V-shaped piers are becoming rather popular for long viaducts, from the 90 's on, up to date. However, most of these piers are concrete, the steel alternative being rare. The need for rapid construction increases the popularity among designers to consider steel V-shaped pillars. The latter show considerable horizontal resistance to braking and acceleration loads. In buildings they are sometimes valued for their smooth shape. The pillars for the new bridge across the Ourthe in Tilff are a steel example, however this one is placed orthogonal to the expected direction.
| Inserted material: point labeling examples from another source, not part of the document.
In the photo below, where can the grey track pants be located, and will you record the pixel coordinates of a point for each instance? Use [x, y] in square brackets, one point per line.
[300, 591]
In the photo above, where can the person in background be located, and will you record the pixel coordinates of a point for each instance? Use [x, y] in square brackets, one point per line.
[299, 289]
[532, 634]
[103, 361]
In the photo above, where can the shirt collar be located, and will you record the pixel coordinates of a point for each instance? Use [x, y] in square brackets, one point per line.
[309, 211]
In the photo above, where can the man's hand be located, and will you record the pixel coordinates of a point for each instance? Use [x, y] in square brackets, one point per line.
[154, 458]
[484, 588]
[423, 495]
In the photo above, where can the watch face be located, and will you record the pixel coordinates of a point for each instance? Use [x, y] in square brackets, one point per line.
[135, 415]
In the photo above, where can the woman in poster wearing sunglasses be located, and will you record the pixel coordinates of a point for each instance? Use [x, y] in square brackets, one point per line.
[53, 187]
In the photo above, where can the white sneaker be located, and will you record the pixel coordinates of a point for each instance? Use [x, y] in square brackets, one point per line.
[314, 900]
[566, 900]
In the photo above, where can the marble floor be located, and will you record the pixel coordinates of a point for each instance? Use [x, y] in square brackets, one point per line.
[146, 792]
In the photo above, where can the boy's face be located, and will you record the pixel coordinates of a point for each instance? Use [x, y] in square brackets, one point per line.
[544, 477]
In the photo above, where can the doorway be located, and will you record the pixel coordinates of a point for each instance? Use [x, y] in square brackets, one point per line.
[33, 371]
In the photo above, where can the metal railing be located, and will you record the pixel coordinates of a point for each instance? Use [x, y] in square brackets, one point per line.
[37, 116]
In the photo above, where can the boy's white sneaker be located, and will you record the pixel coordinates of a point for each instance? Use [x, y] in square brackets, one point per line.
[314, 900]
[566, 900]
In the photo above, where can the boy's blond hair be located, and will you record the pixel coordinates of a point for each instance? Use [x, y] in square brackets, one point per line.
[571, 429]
Steel Vshaped pillars are more complex to design than the concrete equivalent. A detailed plate model is required to take the local effects of the curvatures at the corners into account (BAM Galere 2018). 从上世纪 90 年代至今,V 型桥墩在长高架桥上越来越受欢迎。然而,这些桥墩大多为混凝土结构,钢结构桥墩并不多见。由于需要快速施工,设计人员更倾向于考虑采用钢制 V 型支柱。后者对制动和加速荷载具有相当大的水平阻力。在建筑物中,它们有时因其平滑的形状而受到重视。蒂尔夫市横跨乌尔特河的新桥的支柱就是一个钢支柱的例子,不过它是与预期方向正交放置的。钢制 V 形支柱的设计比混凝土支柱更为复杂。需要一个详细的钢板模型来考虑四角曲率的局部影响(BAM Galere,2018 年)。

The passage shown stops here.